More than 100 people are still thought to be trapped inside collapsed building after Saturday's quake in Tainan.

    An eight-year-old girl has been pulled alive from the wreckage of a collapsed building in Tainan, the fourth to be rescued on Monday, more than 60 hours after a powerful quake struck southern Taiwan.

    Rescuers also saved the girl's aunt as they raced against time to find more than 100 residents buried deep in the ruins of the toppled Wei-guan Golden Dragon Building. 

    Earlier on Monday, two more people - a man and a woman - were pulled from the rubble, as the official death toll rose to 38..

    Local legislator Wang Ting-yu told reporters that the rescued woman, Tsao Wei-ling, was found shielded under the body of her dead husband. Their two-year-old son, who was also killed, was found lying nearby.

    Rescuers also confirmed that the other survivor - a man called Li Tsung-tian - had been pulled out of the rubble.

    Rescue efforts are focused on the wreckage of the 17-storey building, where 117 people are listed as missing.

    More than 100 people were missing after a 6.4-magnitude earthquake struck southern Taiwan, authorities said [EPA]

    Al Jazeera's Rob McBride, reporting from outside the collapsed building, said the rescue effort had reached a critical point.

    "It has been three days, and it's understood that those stuck under the rubble and still alive won't be able to last longer without food and water.

    "Lots of questions are being asked about how this building was constructed.
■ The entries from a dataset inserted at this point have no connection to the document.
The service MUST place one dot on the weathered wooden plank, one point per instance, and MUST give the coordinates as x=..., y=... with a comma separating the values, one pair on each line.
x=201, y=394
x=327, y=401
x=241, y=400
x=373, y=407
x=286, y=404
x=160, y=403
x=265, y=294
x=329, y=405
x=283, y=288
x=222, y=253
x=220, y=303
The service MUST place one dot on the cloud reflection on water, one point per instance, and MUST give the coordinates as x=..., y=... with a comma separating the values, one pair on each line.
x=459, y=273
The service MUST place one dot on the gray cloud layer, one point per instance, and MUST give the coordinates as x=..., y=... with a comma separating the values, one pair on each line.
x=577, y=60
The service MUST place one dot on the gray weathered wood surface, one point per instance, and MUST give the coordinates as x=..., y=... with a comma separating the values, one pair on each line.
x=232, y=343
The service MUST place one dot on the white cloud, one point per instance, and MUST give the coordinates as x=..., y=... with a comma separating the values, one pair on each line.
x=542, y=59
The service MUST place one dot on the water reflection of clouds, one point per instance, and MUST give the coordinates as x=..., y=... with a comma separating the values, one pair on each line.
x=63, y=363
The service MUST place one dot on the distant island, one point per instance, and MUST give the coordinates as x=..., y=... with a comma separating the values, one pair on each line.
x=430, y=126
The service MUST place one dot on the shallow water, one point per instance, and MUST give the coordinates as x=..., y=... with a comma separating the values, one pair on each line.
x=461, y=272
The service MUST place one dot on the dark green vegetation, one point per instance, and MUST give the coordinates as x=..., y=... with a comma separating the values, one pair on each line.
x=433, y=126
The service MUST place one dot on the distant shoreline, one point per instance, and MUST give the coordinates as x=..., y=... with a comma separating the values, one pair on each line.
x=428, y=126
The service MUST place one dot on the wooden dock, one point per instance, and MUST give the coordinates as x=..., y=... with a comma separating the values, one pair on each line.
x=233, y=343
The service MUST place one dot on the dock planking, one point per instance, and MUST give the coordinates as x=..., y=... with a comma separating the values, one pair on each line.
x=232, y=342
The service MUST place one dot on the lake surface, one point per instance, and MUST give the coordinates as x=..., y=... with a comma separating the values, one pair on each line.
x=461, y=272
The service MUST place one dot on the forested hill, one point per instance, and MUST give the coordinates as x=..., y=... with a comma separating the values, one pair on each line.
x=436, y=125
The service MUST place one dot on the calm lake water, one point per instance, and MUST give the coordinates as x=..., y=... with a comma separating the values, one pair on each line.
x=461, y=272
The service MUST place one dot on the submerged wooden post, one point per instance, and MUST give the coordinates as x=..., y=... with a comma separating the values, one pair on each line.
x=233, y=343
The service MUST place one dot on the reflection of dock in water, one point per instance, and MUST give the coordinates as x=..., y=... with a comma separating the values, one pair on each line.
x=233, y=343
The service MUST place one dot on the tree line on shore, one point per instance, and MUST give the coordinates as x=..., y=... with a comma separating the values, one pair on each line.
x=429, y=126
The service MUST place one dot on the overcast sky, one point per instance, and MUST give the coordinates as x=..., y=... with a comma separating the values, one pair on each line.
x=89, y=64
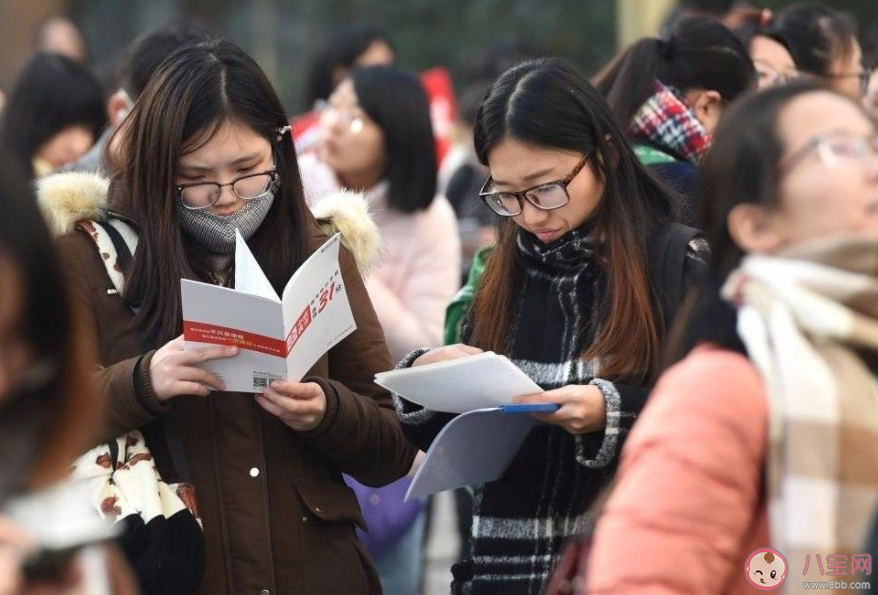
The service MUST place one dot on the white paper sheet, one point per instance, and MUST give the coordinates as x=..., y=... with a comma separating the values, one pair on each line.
x=278, y=339
x=475, y=447
x=249, y=277
x=476, y=382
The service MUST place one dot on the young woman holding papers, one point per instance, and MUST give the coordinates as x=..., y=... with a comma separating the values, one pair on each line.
x=206, y=151
x=578, y=293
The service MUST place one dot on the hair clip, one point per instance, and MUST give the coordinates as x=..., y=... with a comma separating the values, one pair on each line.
x=282, y=130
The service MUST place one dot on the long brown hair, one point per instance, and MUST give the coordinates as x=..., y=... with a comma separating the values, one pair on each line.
x=549, y=103
x=60, y=396
x=197, y=89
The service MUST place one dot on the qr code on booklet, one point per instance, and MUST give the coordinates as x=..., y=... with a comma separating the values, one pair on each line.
x=262, y=380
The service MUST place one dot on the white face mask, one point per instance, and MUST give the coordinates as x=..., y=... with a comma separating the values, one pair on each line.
x=216, y=233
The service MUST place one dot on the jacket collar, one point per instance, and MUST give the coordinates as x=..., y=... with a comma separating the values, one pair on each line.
x=67, y=198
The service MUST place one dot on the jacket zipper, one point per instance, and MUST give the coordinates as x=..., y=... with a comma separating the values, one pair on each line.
x=265, y=497
x=224, y=532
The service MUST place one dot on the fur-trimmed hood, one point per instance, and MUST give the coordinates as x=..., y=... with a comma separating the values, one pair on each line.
x=67, y=198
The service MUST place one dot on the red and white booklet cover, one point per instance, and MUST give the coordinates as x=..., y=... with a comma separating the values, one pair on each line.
x=279, y=338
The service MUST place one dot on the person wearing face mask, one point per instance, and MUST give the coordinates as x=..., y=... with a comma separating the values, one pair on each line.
x=770, y=417
x=377, y=137
x=141, y=60
x=574, y=296
x=824, y=44
x=671, y=92
x=205, y=151
x=47, y=403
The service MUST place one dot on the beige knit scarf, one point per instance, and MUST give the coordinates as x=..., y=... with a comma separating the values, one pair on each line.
x=809, y=319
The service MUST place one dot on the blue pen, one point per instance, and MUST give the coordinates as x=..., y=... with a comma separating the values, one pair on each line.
x=530, y=408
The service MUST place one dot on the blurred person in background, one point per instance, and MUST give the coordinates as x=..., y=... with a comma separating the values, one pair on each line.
x=824, y=44
x=54, y=114
x=771, y=416
x=870, y=61
x=206, y=154
x=48, y=406
x=731, y=13
x=59, y=35
x=461, y=178
x=670, y=94
x=377, y=138
x=770, y=53
x=353, y=46
x=581, y=218
x=142, y=58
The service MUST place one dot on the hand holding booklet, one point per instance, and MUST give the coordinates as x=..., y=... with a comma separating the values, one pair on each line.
x=279, y=338
x=478, y=445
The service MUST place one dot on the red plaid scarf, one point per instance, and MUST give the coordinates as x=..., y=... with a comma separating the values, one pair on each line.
x=667, y=122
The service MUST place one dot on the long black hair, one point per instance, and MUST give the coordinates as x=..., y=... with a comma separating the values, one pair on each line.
x=51, y=93
x=549, y=103
x=699, y=53
x=396, y=100
x=338, y=55
x=195, y=91
x=816, y=35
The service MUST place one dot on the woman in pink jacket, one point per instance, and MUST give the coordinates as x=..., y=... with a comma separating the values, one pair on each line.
x=754, y=463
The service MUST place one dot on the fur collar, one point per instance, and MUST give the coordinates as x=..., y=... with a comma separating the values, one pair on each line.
x=67, y=198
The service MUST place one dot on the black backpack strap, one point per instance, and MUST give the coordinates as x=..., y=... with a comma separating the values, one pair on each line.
x=122, y=252
x=667, y=256
x=171, y=428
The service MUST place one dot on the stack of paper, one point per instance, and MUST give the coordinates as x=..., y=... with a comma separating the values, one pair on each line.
x=478, y=445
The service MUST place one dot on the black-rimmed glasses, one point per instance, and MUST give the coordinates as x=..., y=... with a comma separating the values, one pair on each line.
x=202, y=195
x=546, y=197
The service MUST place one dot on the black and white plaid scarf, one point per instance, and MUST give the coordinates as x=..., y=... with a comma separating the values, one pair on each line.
x=521, y=522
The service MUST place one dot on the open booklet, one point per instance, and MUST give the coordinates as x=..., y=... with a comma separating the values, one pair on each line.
x=279, y=338
x=478, y=445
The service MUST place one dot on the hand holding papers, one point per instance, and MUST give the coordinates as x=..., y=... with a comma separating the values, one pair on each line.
x=477, y=446
x=279, y=338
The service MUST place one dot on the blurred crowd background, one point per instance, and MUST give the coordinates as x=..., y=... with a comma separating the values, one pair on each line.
x=284, y=36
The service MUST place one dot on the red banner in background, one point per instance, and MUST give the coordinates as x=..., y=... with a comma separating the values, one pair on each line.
x=443, y=107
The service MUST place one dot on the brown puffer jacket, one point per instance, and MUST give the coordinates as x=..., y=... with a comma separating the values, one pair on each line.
x=278, y=519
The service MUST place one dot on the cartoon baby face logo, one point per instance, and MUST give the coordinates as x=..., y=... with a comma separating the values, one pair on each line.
x=766, y=569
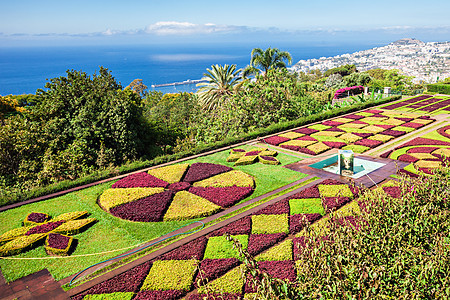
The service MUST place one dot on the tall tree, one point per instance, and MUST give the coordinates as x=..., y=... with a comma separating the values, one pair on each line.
x=221, y=82
x=137, y=86
x=264, y=60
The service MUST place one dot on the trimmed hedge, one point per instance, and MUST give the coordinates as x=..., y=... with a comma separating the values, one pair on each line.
x=439, y=88
x=170, y=275
x=6, y=199
x=218, y=247
x=187, y=206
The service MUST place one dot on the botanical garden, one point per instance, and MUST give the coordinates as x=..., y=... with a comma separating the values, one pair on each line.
x=122, y=193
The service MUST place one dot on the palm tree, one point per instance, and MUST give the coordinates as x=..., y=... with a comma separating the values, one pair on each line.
x=264, y=60
x=221, y=82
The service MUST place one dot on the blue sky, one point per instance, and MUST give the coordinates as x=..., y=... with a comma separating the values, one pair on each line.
x=29, y=22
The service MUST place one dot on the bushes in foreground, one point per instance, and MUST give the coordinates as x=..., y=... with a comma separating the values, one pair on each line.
x=398, y=248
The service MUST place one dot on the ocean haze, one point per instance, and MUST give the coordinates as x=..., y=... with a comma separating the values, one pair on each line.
x=23, y=70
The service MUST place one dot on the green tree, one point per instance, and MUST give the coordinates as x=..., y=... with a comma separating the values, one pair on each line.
x=343, y=70
x=137, y=86
x=264, y=60
x=79, y=124
x=221, y=82
x=357, y=79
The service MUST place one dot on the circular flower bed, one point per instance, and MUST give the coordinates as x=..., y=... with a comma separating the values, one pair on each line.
x=176, y=192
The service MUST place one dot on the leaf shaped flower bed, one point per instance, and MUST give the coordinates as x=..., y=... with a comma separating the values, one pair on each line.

There are a lot of stories floating around about the builder. You could almost say he is the most wanted man in Taiwan right now. Everyone is trying to find him," he said.

    William Lai, the Tainan mayor, said Tsao and Li were the only signs of life at present, although rescuers were continuing to look for others.

    "We have not given up on even the tiniest of possibilities," he told reporters.

    Rescuers continued to scramble over the twisted wreckage of the building as numbed family members stood around, waiting for news of missing relatives.


    READ MORE: Powerful earthquake rocks southern Taiwan


    President-elect Tsai Ing-wen, who won the election last month, said there needed to be a "general sorting out" for old buildings to make sure they were able to cope with disasters such as earthquakes.

    "There needs to be a continued strengthening of their ability to deal with disasters," she said during a visit in Tainan.

    Outgoing president Ma Ying-jeou is also scheduled to visit.

    Chinese President Xi Jinping conveyed condolences to the victims, state news agency Xinhua reported late on Sunday, and repeated Beijing's offer to provide help.